Custom dashboards can be built using drag-and-drop tools or SQL queries, combining metrics, logs, and traces in a single view. Logs-to-metrics automatically extracts structured metrics from logs, reducing the need for manual instrumentation.

eBPF’s in-kernel aggregation significantly reduces data volume, and when paired with ClickHouse storage, enables distributed tracing at up to 30× lower cost than competitors like Datadog. Complete traces can be stored without sampling, and SQL or PromQL queries can be run across billions of spans with sub-second latency.

Main Benefits:

  • eBPF auto-instrumentation for Kubernetes and Docker
  • Automatic database monitoring without agents
  • Service maps generated from eBPF network traces
  • 30x cheaper than Datadog with predictable pricing
  • OpenTelemetry-native for vendor flexibility
  • SQL and PromQL queries with sub-second response times
  • ClickHouse storage for cost-effective retention
  • AI-powered root cause analysis
  • Integration with Better Stack Uptime for comprehensive observability
  • Available in 4 regions with custom deployments
  • SOC 2 Type 2, GDPR, and ISO 27001 compliant
  • 60-day money-back guarantee

The Future of eBPF

eBPF capabilities continue expanding with each kernel release. CO-RE (Compile Once, Run Everywhere) makes eBPF programs portable across kernel versions, eliminating the need for per-kernel compilation. BTF (BPF Type Format) provides rich type information that tools use for safer, more capable instrumentation.

Language ecosystems are embracing eBPF too. Go, Rust, and other languages now have eBPF libraries for writing programs without C. This lowers the barrier to custom eBPF development.

Cloud providers are building eBPF into their managed services. AWS, GCP, and Azure increasingly use eBPF internally for networking, security, and observability—and expose these capabilities to customers.

Final thoughts

eBPF transformed Linux observability by making kernel instrumentation safe, efficient, and accessible. The tools covered here—BCC, bpftrace, Cilium, Pixie, Inspektor Gadget, Tracee, Parca, and kubectl-trace—represent mature, production-tested solutions for performance analysis, troubleshooting, and security monitoring.

Start with the open-source tools that match your immediate needs. Use BCC or bpftrace for investigations, Cilium for Kubernetes networking visibility, or Inspektor Gadget for pod-level debugging. These tools are free, well-documented, and used daily by engineers at thousands of companies.

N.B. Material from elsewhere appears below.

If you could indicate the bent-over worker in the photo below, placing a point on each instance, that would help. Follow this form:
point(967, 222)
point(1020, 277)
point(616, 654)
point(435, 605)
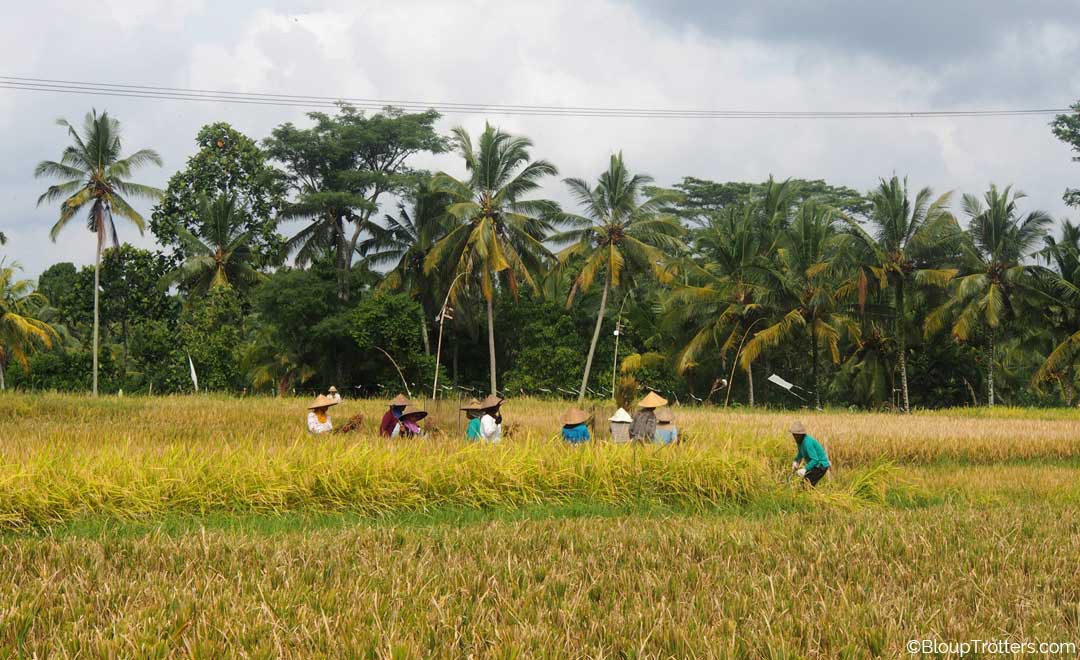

For teams requiring managed observability platforms with eBPF capabilities, Better Stack provides automatic instrumentation, unified dashboards, cost-effective storage, and AI-powered analysis. You get the deep visibility of eBPF tracing without operating your own collection infrastructure.

The investment in learning eBPF pays off through faster incident resolution, better performance optimization, and deeper system understanding. With tools becoming more accessible and kernels gaining new capabilities, there's never been a better time to adopt eBPF-based observability.